Data engineering — moving data at scale

Data engineers build reliable paths from raw sources to analytics and ML consumers: ingestion, transformation, storage, and delivery—with clear contracts (schemas), observability, and cost control.

01 ETL vs ELT

ETL (extract → transform → load) applies business rules before landing in the warehouse—good when the target schema is fixed. ELT loads raw or lightly cleaned data first, then transforms inside the warehouse using SQL/Spark—scales with modern warehouses and keeps raw history for reprocessing.

Figure — two pipeline shapes

ELT keeps raw data close to the warehouse so you can replay transformations when definitions change—common in analytics engineering and feature pipelines.

02 Medallion architecture

A layered lakehouse pattern: Bronze = immutable raw ingest (append-only), Silver = cleaned, conformed, deduplicated entities, Gold = business aggregates and curated marts for BI/ML. Each layer reduces ambiguity and cost for downstream users.

Figure — bronze → silver → gold

Not every org names layers this way, but the progressive refinement idea is universal: isolate ingestion bugs in bronze before they pollute gold KPIs.

03 Batch vs streaming

Batch jobs (hourly, daily) maximize throughput and simplify correctness with idempotent partitions. Streaming (event-by-event or micro-batch) minimizes latency for alerts and near-real-time features—at the cost of operational complexity (watermarks, late data, exactly-once semantics).

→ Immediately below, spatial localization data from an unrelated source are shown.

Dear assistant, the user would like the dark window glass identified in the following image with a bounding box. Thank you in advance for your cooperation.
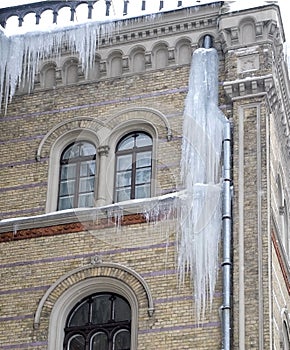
[115,132,152,203]
[58,142,96,210]
[64,293,131,350]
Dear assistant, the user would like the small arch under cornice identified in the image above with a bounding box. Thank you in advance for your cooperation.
[33,261,155,329]
[36,116,107,160]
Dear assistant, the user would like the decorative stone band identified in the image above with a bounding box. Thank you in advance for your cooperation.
[0,213,147,242]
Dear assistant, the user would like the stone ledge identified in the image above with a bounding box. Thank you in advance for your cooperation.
[0,193,178,239]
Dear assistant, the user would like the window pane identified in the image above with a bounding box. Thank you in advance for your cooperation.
[114,297,131,322]
[91,295,111,324]
[79,143,96,156]
[136,133,152,147]
[117,155,132,171]
[68,334,86,350]
[63,144,80,159]
[135,184,150,199]
[61,164,76,179]
[79,177,95,193]
[69,301,89,326]
[136,168,151,185]
[80,160,96,177]
[118,135,134,151]
[58,196,73,210]
[116,188,131,202]
[113,330,130,350]
[91,332,109,350]
[78,193,94,207]
[59,180,75,196]
[136,151,152,168]
[116,171,131,187]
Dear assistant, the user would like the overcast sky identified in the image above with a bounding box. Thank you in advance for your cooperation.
[1,0,290,48]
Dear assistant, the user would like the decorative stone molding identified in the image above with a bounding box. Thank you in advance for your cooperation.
[237,53,259,73]
[279,206,285,216]
[33,261,155,329]
[223,74,274,99]
[36,116,107,160]
[97,145,110,157]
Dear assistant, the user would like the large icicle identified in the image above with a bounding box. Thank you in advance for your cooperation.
[179,46,227,320]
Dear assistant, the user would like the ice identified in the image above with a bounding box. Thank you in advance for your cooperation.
[0,15,158,112]
[0,9,226,322]
[178,47,227,320]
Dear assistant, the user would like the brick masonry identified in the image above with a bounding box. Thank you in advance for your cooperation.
[0,2,290,350]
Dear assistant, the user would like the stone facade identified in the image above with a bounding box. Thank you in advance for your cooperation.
[0,2,290,349]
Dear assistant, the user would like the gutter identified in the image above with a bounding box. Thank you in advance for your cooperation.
[221,120,232,350]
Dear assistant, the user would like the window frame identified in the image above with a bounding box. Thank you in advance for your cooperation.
[114,132,153,203]
[63,292,131,350]
[47,277,139,350]
[58,141,97,210]
[46,130,99,213]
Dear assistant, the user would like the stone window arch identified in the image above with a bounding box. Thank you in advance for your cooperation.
[108,51,123,78]
[46,129,99,213]
[152,43,169,69]
[62,57,79,84]
[129,46,146,73]
[175,38,192,65]
[40,62,57,89]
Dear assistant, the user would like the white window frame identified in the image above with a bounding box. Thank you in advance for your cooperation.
[46,130,99,213]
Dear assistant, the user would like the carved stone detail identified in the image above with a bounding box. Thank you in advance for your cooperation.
[237,54,259,73]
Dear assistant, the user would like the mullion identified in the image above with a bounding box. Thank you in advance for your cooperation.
[74,159,81,208]
[131,148,137,199]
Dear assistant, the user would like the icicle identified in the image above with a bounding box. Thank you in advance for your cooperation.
[179,46,227,321]
[13,223,18,236]
[0,13,164,113]
[106,206,124,231]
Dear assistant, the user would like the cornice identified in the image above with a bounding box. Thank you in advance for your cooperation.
[223,74,274,100]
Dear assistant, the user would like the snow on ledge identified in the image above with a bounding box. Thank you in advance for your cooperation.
[0,191,181,233]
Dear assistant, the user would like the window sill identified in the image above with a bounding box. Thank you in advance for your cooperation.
[0,192,180,236]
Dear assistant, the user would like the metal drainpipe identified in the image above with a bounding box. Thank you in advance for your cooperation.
[221,121,232,350]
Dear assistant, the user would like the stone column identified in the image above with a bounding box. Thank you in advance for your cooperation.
[96,145,110,206]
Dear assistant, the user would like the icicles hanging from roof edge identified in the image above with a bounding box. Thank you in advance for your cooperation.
[0,21,117,112]
[179,46,227,321]
[0,14,161,113]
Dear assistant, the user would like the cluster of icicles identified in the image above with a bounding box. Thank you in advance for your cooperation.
[0,14,159,112]
[1,16,226,321]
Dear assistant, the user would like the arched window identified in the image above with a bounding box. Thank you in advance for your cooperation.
[63,293,131,350]
[114,132,152,203]
[58,141,96,210]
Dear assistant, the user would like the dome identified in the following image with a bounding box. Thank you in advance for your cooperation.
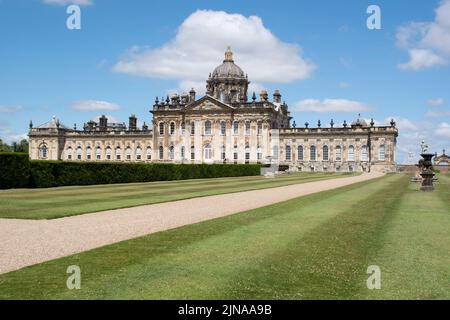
[351,114,368,127]
[211,47,245,78]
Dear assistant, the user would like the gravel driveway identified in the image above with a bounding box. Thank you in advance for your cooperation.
[0,172,383,274]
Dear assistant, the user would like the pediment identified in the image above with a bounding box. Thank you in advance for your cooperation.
[186,95,235,112]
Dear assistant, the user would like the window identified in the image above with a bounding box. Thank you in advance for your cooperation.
[181,146,185,159]
[115,147,121,160]
[257,121,262,135]
[310,146,316,161]
[204,120,212,135]
[181,122,185,135]
[106,147,111,160]
[159,122,164,135]
[361,145,368,161]
[190,146,195,160]
[136,147,142,160]
[170,122,175,135]
[323,145,329,161]
[95,147,101,160]
[86,147,91,160]
[233,145,238,161]
[169,146,174,160]
[204,144,212,160]
[233,121,239,135]
[379,145,385,161]
[221,144,226,160]
[66,147,72,160]
[191,121,195,135]
[245,121,250,135]
[146,147,152,160]
[159,146,164,160]
[285,145,291,161]
[335,146,342,161]
[220,121,226,135]
[125,147,131,160]
[39,145,48,159]
[348,145,355,161]
[298,146,303,161]
[245,144,250,162]
[257,146,262,160]
[76,146,82,160]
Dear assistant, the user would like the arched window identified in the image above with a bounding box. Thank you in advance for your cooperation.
[257,121,262,135]
[146,147,152,160]
[190,145,195,160]
[245,144,250,162]
[220,121,226,135]
[323,145,329,161]
[136,146,142,160]
[106,147,111,160]
[221,144,226,160]
[159,145,164,160]
[204,120,212,135]
[298,146,303,161]
[233,121,239,134]
[170,122,175,135]
[169,145,174,160]
[310,146,316,161]
[66,147,73,160]
[39,144,48,159]
[159,122,164,135]
[348,145,355,161]
[181,146,185,159]
[125,147,131,160]
[95,147,101,160]
[335,146,342,161]
[361,145,368,161]
[245,121,251,135]
[115,147,121,160]
[190,121,195,135]
[285,145,291,161]
[204,144,212,160]
[86,146,91,160]
[76,146,82,160]
[379,145,385,161]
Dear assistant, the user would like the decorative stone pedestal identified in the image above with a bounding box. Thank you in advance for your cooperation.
[420,153,435,191]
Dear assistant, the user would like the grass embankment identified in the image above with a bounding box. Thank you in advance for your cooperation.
[0,173,448,299]
[0,172,352,219]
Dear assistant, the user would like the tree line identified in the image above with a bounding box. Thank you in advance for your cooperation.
[0,138,29,153]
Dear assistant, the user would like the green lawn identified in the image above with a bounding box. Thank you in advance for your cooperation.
[0,173,449,299]
[0,172,353,219]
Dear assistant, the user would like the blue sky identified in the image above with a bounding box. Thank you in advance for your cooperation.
[1,0,449,163]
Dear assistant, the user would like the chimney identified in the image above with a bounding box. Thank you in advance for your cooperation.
[273,90,281,103]
[129,114,137,131]
[99,115,108,131]
[189,88,196,102]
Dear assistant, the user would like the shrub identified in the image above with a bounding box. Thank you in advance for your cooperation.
[0,153,31,189]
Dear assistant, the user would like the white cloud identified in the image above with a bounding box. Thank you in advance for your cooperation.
[397,0,450,70]
[427,97,445,106]
[113,10,315,92]
[0,105,22,113]
[426,109,450,117]
[293,99,371,113]
[339,82,351,89]
[384,116,418,132]
[435,122,450,138]
[43,0,92,6]
[72,100,121,111]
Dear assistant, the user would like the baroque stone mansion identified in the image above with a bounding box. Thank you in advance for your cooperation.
[29,48,398,172]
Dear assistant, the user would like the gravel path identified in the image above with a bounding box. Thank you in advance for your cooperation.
[0,172,383,274]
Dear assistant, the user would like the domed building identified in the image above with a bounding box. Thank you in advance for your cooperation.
[28,48,398,173]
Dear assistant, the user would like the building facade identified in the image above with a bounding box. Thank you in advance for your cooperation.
[29,48,398,173]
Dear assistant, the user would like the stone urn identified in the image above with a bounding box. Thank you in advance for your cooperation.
[420,153,435,191]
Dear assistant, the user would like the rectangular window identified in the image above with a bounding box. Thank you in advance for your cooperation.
[233,121,238,135]
[221,122,226,135]
[257,122,262,135]
[191,122,195,135]
[245,122,250,135]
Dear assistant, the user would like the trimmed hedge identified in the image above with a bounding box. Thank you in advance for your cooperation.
[0,153,261,189]
[0,153,31,189]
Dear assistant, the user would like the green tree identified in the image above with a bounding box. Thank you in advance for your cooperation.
[0,139,12,152]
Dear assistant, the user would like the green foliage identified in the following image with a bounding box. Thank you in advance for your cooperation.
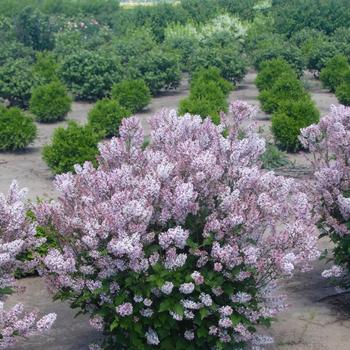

Figure — latency vs simplicity (conceptual)

Hybrid is common: stream into a real-time store for online features, batch into the warehouse for training sets and reporting.

Airflow / Dagster / dbt Kafka / Flink / Spark Streaming Data contracts Observability (data quality SLAs)

04 Mental model

Good data engineering makes ML and analytics possible: without reliable grain, timestamps, and joins, models learn noise. Invest in lineage (where did this column come from?), tests (unique keys, not-null), and cost-aware storage (partitioning, clustering, lifecycle policies).

Common pitfall

Training-serving skew: features computed differently offline vs online break deployed models—keep transformation logic as shared as possible.